I was prepared to say those things, but now that I’m actually facing Shad Johnson, something stops me. It all seemed so clear in the car: pay the short-term price for a long-term gain. But this office, as modest as it is, gives me the old feeling I had when I worked for the D.A. in Houston. Irrevocable decisions are made in this room, decisions about who will be punished and who will not. Who will spend decades in prison? Who will die at the hands of the state? For any prosecutor, Drew Elliott would be a juicy target, but for a man like Shad Johnson-a man who dreams of being governor and more-Drew is a prize elephant.
There’s no doubt that Drew would look better to a future jury if he told the truth now. But what other consequences might result? Natchez is a small town, and when small-town cops are handed a likely suspect, they don’t look too hard for another. Truth be told, city cops aren’t much different. And confessing to the affair with Kate would immediately open Drew to a sexual battery charge that Shad could use to jail him, should he choose to. No, better to keep my cards close to the vest.

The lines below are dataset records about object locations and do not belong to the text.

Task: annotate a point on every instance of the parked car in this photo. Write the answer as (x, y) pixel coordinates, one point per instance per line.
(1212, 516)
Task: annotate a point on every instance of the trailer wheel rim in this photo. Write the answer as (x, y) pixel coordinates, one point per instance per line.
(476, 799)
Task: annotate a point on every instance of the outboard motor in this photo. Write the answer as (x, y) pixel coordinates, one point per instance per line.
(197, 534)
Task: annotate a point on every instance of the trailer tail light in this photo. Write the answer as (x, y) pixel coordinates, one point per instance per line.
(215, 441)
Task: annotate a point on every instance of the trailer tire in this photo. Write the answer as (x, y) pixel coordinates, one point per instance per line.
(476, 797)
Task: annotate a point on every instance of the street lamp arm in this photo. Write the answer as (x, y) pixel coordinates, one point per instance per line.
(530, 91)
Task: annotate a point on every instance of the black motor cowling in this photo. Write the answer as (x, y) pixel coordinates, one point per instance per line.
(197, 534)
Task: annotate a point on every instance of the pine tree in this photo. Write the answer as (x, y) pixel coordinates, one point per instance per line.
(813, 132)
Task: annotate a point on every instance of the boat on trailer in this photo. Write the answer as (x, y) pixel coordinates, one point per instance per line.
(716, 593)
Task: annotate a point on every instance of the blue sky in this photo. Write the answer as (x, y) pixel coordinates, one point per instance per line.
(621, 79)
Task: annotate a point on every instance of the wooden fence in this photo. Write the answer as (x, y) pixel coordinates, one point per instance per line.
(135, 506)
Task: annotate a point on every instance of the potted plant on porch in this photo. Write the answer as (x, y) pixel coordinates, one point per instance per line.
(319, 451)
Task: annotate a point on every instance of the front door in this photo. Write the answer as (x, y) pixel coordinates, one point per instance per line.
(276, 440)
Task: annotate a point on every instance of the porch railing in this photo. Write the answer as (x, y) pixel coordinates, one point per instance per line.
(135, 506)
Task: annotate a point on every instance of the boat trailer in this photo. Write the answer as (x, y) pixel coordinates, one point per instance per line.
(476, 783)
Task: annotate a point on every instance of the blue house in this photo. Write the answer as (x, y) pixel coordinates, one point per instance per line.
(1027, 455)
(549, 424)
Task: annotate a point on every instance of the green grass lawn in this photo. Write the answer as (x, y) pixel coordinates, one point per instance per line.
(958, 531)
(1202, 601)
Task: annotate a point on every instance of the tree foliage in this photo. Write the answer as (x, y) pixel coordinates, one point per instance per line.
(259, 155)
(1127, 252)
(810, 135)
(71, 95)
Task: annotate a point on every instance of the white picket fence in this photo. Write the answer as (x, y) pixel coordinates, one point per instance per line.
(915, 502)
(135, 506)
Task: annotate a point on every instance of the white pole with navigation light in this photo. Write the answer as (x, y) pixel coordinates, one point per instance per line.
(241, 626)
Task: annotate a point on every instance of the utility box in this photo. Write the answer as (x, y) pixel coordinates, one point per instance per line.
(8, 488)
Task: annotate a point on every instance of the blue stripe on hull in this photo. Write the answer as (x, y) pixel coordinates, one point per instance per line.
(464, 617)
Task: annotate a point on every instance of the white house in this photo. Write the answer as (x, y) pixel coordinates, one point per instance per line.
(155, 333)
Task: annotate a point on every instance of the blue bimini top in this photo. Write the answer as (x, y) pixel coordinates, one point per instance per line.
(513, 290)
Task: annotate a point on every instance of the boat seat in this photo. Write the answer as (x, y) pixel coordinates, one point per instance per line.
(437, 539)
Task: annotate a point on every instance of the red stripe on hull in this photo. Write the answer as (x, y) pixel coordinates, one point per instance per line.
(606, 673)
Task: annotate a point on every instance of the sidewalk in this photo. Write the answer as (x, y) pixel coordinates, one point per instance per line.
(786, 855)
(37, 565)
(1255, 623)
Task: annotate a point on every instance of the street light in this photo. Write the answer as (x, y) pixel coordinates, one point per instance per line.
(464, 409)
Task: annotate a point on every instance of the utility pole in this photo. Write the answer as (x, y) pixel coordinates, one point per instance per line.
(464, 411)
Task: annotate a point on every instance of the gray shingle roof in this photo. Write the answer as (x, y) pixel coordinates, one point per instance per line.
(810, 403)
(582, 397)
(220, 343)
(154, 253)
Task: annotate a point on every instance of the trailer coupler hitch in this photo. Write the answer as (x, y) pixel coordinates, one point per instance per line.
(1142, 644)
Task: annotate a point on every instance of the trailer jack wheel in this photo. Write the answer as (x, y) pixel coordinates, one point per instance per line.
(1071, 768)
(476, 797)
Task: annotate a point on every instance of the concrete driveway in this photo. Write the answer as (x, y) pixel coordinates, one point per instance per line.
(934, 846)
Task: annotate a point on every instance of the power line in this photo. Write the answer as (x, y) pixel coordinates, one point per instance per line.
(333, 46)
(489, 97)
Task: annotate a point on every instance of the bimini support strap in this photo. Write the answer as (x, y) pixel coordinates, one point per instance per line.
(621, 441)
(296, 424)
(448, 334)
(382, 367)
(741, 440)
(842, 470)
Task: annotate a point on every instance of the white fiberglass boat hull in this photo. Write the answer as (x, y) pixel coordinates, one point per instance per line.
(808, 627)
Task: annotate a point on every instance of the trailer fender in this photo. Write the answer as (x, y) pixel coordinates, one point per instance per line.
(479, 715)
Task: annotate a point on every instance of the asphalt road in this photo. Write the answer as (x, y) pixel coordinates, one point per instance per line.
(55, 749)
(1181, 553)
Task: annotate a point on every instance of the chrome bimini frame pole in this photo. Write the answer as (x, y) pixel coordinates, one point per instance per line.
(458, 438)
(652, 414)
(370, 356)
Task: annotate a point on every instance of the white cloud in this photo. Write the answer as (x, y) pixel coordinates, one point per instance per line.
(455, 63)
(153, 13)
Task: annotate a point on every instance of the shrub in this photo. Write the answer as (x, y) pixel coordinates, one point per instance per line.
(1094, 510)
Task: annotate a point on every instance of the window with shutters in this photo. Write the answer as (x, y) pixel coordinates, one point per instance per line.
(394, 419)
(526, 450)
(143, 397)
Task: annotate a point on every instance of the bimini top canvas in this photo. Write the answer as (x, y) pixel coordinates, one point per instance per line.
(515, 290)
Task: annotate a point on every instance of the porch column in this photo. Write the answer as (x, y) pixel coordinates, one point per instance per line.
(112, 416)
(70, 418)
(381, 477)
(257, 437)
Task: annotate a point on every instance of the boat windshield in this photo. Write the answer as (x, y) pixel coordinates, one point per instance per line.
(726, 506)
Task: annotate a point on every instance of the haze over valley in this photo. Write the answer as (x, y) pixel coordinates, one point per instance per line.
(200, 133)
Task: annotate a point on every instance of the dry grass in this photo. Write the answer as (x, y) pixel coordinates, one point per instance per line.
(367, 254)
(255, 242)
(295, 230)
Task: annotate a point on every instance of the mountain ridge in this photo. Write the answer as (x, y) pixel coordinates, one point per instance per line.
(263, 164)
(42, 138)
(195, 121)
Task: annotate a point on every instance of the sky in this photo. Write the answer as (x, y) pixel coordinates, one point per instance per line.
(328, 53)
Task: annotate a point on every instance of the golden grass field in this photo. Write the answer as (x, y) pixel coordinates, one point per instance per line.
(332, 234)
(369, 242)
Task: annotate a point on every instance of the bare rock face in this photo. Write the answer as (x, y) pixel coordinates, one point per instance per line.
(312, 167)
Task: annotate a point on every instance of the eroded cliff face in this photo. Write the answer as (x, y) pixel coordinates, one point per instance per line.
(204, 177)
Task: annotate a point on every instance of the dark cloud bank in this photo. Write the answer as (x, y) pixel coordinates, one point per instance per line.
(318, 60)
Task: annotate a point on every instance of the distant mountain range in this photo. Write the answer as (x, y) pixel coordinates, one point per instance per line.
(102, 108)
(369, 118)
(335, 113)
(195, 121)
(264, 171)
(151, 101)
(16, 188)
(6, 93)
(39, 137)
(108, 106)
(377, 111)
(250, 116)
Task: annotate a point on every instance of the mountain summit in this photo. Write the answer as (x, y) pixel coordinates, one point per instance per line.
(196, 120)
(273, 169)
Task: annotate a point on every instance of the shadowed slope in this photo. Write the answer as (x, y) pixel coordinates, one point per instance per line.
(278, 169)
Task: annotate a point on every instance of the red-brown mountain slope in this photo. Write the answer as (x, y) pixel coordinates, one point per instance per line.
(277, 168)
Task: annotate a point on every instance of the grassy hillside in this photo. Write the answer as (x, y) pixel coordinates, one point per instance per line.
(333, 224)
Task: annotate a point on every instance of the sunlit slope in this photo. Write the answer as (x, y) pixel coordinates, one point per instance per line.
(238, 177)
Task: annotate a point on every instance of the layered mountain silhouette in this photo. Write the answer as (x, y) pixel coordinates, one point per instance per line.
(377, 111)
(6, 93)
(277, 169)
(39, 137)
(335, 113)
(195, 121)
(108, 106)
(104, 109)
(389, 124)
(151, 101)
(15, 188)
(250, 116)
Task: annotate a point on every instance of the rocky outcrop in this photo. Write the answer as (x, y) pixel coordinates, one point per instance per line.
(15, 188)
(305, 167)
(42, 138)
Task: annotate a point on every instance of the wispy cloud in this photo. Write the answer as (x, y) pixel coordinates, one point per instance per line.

“That’s a lot nicer desk than the one the last D.A. had,” I observe, stalling for time as I take the chair opposite Shad.
The district attorney can’t help but brag; it’s his nature. “I got it out of storage from the old Natchez Museum,” he says, rubbing the finely grained wood. “It came from the attic of one of the antebellum homes. Longwood, I think. Ironic, isn’t it? Me working at a cotton planter’s desk? I had it appraised. It’s worth sixty grand.”
I give Shad a level gaze. “I hope you’re not one of those people who knows the price of everything and the value of nothing.”
Shad’s eyes narrow. “What are you doing here, Penn? Where’s Dr. Elliott?”
“He had an emergency at his office. He had to stay and handle it.”
“Bullshit. Your client’s scared. His dick’s got him tangled up in a capital murder case, and he’s terrified.”
Shad must have more than the anonymous call in his pocket. “How do you figure that?”
“Did Elliott tell you about the call I got this morning?”
“He said you mentioned an anonymous caller who told you some story about him being intimate with Kate Townsend.”